HILLSPEAKING
from The Anglican Digest 

EASTER A.D. 2006

A SUB-TITLE for this Hillspeaking might well be: Books, Books and More Books.  As of this writing and according to Martha, our computer-for-all-purposes, there are 20,394 books on Operation Pass Along’s shelves (that number can, and probably will, go up or down tomorrow), and there are 14,779 titles in the Howard Lane Foland Library (that number could well go up tomorrow).  Not included in those numbers are extra copies of selections of the Anglican Book Club.

These Twin Barns, two stories high on one side and four on the other are crammed full of books.  Charles Robbins, our maintenance supervisor, has been kept busy, along with his many other chores, building book shelves -- but he is fast running out of places to put them.

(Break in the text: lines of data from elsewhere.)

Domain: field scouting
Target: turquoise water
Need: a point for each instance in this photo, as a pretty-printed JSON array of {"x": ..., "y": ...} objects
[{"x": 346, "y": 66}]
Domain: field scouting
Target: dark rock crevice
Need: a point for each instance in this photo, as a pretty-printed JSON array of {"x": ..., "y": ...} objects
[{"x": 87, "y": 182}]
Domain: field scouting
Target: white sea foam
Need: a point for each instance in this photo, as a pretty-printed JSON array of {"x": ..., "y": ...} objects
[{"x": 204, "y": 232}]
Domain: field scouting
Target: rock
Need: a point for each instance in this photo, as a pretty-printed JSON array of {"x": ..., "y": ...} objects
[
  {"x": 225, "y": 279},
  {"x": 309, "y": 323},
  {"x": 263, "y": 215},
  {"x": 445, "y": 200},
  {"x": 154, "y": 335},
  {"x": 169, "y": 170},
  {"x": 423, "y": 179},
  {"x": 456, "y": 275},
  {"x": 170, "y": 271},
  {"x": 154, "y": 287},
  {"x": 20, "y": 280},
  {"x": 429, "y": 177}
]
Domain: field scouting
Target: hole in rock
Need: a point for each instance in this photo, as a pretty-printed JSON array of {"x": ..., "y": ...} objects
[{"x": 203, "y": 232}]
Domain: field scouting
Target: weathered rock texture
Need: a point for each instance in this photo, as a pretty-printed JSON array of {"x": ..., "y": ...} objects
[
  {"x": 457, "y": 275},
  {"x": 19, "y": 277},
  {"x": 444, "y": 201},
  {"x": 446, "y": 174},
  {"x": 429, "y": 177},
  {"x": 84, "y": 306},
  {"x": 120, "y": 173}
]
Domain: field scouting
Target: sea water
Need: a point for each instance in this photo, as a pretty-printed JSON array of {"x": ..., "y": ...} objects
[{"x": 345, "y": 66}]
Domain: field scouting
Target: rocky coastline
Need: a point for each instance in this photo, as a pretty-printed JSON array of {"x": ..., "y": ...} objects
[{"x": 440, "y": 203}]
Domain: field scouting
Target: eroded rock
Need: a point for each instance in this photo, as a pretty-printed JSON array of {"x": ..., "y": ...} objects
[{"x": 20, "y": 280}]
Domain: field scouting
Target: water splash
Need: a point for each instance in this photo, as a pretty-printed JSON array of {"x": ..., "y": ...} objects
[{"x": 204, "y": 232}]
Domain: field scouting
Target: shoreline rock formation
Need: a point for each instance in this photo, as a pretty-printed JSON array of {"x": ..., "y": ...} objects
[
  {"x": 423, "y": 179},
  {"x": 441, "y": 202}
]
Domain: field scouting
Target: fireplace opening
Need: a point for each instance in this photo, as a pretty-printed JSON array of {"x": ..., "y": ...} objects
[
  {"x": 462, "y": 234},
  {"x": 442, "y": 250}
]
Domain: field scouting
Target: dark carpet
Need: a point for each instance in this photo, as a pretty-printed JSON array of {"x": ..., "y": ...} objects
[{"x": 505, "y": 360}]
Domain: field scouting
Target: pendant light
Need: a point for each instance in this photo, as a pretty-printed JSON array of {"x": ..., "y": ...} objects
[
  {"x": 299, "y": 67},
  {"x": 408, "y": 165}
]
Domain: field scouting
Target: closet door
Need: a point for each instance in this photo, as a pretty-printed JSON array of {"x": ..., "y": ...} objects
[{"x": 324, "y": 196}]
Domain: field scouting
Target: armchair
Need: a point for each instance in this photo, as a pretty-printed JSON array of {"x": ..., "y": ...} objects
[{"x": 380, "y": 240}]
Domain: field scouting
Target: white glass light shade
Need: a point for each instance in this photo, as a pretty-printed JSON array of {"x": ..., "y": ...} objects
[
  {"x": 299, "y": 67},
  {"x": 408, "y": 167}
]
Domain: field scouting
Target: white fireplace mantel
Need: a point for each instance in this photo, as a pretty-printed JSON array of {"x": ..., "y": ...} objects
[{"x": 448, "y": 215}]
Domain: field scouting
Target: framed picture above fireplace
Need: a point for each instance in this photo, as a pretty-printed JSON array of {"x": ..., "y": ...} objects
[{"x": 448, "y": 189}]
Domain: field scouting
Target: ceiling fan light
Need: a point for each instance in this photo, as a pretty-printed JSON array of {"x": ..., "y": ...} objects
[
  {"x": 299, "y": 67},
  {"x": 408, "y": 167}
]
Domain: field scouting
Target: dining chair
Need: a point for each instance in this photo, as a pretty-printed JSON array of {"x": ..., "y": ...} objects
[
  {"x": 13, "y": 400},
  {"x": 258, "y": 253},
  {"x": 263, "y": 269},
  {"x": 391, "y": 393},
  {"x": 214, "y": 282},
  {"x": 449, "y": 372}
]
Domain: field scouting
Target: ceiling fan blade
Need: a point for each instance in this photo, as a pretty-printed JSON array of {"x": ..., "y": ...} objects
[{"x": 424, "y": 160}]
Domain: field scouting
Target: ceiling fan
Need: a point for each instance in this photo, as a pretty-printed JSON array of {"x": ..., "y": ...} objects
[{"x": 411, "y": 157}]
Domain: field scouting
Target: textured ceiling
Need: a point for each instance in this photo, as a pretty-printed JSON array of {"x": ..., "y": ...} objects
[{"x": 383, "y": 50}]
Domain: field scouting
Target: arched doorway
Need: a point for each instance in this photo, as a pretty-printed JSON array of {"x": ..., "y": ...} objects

Statistics do not tell the whole story, of course, but every now and again it’s good to look at them to show you where you’ve been.  Operation Pass Along began in 1972, the Foland Library in 1980.  When Pass Along started there were a thousand or so books on its shelves and records were kept on 3x5 cards -- one for each book.  If we used that method today we wouldn’t have room for the cards, much less the books themselves.  When we started the Library, based primarily on Father Foland's personal collection, I thought we might, just might, reach 10,000.  Incidentally, all of the books in the Library, including some very old and very valuable ones, have been donated.
 
Insofar as the domestic side of Pass Along goes, in the 21st century, we have received books or other items from every state in the union except South Dakota and Utah, and interestingly enough we have sent books to every state except South Dakota and Utah.  The top donors are Texas, Florida and Arkansas, in that order; the states where we have sent items to the highest number of people are Florida, Texas and Arkansas in that order.  Operation Pass Along is totally colorblind when it comes to red states, blue states.
 
Pass Along is self-sustaining in that, although there is no charge for the item per se, it does request that postage and handling charges be paid by the recipient -- except in Third World countries.  Recipients, and others, have been generous enough that Pass Along has been able to send books and other items postpaid to Third World countries, prisons, and seamen's missions.
 
Since computerized records have been kept, and as of this writing, 16,000+ books have been sent to Third World countries, more than 1800 to prisons, and 4500 to seamen's missions.  For 2005, the last year in which annual records are complete, both Ghana and Malawi in Africa each received more than a thousand books.
 
At the turn of the century, Pass Along began sending vestments and clericals to Third World countries.  The items have varied from a bishop’s crosier to clerical shirts to stoles in all of the liturgical colors.  Again, as of this writing, more than 3800 such items have been sent and, again, the two countries receiving the most are Ghana and Malawi.  No attempt has ever been made to prioritize who is sent what but shipments are made in the order which requests are received.  One exception to that has been the sending of vestments to replace those destroyed by Katrina or Rita.

Statistics are just that -- statistics.  The real heart and soul of Operation Pass Along lies in the file of letters received over the years from, literally, all over the world.  They are what flesh out the bare bones of statistics.